The car door closed, and Kolya’s view of the melting wasteland outside melted away as the rickety thundering of the train plunged him deeper in his thoughts. He couldn’t believe it. He was back home in Russia. The Mensheviks had been easy enough to convince. They accused him of defeatism, and he said he merely wanted to eradicate every reminder of Tsarist rule, which for him included the reminder of the Great War.

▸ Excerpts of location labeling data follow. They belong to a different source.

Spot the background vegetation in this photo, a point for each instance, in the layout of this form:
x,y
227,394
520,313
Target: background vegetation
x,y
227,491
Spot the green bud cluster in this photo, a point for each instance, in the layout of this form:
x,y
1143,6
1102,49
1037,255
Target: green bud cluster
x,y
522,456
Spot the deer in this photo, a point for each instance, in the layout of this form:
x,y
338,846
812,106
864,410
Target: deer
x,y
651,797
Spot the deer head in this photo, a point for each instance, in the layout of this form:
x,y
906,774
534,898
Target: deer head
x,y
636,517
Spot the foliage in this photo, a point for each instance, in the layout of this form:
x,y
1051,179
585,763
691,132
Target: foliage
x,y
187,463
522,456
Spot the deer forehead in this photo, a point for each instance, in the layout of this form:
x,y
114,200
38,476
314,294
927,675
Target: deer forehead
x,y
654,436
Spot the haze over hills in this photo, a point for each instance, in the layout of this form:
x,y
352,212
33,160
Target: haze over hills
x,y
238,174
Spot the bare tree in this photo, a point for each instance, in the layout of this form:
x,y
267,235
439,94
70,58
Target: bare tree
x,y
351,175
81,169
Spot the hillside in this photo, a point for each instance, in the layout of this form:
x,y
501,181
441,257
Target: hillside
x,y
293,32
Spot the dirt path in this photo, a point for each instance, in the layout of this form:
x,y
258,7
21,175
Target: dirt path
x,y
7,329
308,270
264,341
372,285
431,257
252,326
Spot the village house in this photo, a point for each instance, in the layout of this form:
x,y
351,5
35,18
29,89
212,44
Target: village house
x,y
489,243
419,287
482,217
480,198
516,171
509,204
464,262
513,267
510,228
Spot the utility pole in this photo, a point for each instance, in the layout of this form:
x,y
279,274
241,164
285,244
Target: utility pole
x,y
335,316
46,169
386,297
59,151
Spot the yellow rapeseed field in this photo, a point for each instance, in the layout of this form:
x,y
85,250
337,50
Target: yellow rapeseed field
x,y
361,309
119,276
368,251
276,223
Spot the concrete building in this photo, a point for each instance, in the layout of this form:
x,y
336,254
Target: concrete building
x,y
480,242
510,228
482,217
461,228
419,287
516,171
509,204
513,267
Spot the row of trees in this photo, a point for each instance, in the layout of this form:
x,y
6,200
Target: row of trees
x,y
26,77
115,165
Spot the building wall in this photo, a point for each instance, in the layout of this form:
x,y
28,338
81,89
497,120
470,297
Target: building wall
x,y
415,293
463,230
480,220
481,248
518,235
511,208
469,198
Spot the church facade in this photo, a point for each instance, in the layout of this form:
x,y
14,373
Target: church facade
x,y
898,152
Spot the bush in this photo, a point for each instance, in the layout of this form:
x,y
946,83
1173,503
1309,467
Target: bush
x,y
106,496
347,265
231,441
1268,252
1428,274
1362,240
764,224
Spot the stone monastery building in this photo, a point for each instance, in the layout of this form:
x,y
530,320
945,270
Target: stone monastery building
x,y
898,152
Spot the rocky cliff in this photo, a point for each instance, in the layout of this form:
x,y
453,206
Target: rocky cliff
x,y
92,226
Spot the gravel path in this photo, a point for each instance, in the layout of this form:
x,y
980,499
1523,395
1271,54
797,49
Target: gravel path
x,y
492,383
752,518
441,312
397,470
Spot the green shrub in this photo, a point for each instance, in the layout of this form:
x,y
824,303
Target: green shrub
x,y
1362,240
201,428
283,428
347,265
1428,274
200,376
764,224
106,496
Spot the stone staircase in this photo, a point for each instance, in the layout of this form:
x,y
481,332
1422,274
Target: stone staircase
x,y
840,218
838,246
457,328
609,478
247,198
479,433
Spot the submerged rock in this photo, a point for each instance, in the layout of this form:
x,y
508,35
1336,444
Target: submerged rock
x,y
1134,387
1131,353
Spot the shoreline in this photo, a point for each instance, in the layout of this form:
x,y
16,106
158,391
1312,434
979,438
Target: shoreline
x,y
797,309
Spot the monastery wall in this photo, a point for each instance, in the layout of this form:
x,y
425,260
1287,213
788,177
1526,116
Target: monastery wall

They had tried to argue, but Kolya had always been a master of persuasion, and with such simple minded Mensheviks, he couldn’t help but feel that getting out of prison was like taking candy from a bunch of babies. And now he was free. At last, after 7 years of exile, he had finally returned to his country. Soon he would be back in Moscow, his home. But he couldn’t help but feel a nagging in the back of his mind that nothing would be the same as it once was. Moscow would’ve changed in his absence, the Bolsheviks had changed. Perhaps his ideals wouldn’t even be considered in this new tango the Bolsheviks were doing with the Provisional Government.
On top of that, he wondered how many of his former schoolmates would have survived the exiles? How many would still be willing to make the trek back to Russia? His mind trailed off as the compartment door slid open for a stop, and he saw, far off in the distance, a patch of ground in the melting tundra, and a man working to plow it with a couple of ancient oxen.
“Hmph.” He snorted as he thought to himself. “The life of a Russian, the life of us all. All trying to squeak out a living, plowing frozen land in the middle of the thawing tundra.”